A useful seasonal landmark in the west is Innovasjonsuken OPP (15–21 September 2025): dozens of events, demo days and career formats (e.g. ‘Join a Startup Vestland’ from StartupLab+VIS). Plan your trip for this week to get the most contacts in a short time.
📂 What cases/portfolios are best to show at interviews?
The ‘show, don't tell’ approach.
- Engineering/data. GitHub with live repos, demo links, architecture notes, short ‘product’ readme files (problem → hypothesis → implementation → metrics).
- Product/design. 2–3 cases in Figma/Notion: how you validated the problem, what experiments you ran, what ultimately changed in North Star/retention/conversion.
- Growth/marketing. Experiment table: goal → channel → budget → result → next step.
- DevOps/platform. Short diagrams of the environment and SLO/SLA, incident graphs before/after.
Add an ‘experience battery’: participation in accelerators/meetups, pitches at local innovation weeks (Oslo Innovation Week, OPP) — these are easily verifiable signals for recruiters.
⏳ Are there short-term contracts for digital nomads?
Yes, and there are several options:
- Project roles on boards (The Hub allows you to filter by employment type, STARTUPLAB — subscription to a talent network for quick matches).
- Community approach. Access to founders through MESH/DIGS and profile weeks (OIW/OPP) — a common path to 1–3-month contracts.
- Legally compliant payment schemes. If you have not opened a local form (ENK/AS), there are payroll services such as Frilans Finans, which allow you to legally issue invoices without your own company (they withhold taxes/contributions).
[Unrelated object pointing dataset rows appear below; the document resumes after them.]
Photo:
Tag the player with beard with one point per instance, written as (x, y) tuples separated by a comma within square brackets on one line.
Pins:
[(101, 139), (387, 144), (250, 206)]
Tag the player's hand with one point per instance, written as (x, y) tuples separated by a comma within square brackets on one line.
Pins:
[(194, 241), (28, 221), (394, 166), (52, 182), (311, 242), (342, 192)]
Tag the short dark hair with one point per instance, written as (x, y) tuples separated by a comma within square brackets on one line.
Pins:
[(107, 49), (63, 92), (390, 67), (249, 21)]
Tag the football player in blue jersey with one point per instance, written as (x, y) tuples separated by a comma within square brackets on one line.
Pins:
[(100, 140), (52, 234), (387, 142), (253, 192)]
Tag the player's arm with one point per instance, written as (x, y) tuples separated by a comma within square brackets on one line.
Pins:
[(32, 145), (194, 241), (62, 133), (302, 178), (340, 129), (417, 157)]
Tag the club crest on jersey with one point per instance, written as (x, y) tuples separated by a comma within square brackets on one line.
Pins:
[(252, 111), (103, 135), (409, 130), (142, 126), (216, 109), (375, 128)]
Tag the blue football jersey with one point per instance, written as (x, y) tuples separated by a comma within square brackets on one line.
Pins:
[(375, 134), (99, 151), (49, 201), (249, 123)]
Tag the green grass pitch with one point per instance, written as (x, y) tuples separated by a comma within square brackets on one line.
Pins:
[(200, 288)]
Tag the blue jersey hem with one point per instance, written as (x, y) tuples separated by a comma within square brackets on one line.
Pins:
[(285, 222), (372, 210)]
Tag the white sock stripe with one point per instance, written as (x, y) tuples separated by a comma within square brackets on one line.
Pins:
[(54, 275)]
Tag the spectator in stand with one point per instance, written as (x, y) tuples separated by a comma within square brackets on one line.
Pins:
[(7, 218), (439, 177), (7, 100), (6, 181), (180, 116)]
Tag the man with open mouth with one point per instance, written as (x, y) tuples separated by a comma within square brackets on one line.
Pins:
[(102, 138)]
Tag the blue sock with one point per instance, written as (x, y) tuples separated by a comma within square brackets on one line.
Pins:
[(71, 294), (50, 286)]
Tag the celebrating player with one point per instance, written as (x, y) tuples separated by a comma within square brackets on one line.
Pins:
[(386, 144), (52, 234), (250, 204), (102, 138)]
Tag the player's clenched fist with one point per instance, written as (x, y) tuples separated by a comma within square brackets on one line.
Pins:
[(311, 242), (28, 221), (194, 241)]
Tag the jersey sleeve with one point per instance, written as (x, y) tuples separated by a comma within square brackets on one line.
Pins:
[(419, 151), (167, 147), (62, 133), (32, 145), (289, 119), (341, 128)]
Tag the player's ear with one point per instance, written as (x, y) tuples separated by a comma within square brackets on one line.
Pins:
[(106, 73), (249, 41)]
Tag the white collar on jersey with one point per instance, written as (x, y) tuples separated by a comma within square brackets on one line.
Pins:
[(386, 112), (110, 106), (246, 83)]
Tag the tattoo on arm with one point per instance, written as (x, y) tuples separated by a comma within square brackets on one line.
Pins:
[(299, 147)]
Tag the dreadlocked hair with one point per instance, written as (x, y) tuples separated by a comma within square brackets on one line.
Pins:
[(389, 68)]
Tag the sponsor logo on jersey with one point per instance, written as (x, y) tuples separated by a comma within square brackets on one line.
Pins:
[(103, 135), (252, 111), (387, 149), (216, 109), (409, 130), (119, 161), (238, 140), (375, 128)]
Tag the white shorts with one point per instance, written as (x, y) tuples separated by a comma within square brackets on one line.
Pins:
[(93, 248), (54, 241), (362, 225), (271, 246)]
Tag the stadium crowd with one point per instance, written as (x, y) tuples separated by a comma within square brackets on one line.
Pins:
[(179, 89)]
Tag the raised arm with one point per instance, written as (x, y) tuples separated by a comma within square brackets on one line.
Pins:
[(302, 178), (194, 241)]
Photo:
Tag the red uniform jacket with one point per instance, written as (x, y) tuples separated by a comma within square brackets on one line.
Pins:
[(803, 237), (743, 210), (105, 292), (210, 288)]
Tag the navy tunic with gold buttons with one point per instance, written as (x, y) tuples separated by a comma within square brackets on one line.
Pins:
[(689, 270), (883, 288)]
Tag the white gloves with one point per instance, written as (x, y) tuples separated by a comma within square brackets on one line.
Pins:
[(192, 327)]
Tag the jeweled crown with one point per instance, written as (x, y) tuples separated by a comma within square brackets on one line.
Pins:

For distributed teams, startups sometimes use EOR/Contractor platforms (Remote, Deel) — when you need to quickly and legally hire or contract someone without a legal entity. This is not an advertisement, but an industry-described way to solve compliance issues. Check with your employer to see what they support.
🗓 4-week mini-route
- Market. Subscribe to The Hub and STARTUPLAB Jobs; make a shortlist of 15 companies in your areas of interest.
- Hubs. Get a day pass to MESH/DIGS, check out the nearest meetups and office hours.
- Season. Tie your visit to OIW (October) or OPP (September in the West).
- Cases. Prepare 2–3 stories ‘problem → experiment → metric’ with artefacts: repo, Figma, graphs.
- Legal framework. Agree on the payment format: invoice via Frilans Finans, contract, or EOR — whatever is most convenient for both parties.
This ecosystem is friendly to newcomers, but it likes specifics. Focus on ‘visible’ progress: live prototypes, experiment numbers, clear cases. Build a funnel: job boards → hubs/meetups → innovation week → targeted responses. And keep the legal side under control — then it will be easier for both the founder and you to start even with a short-term contract, and experience will accumulate quickly and meaningfully.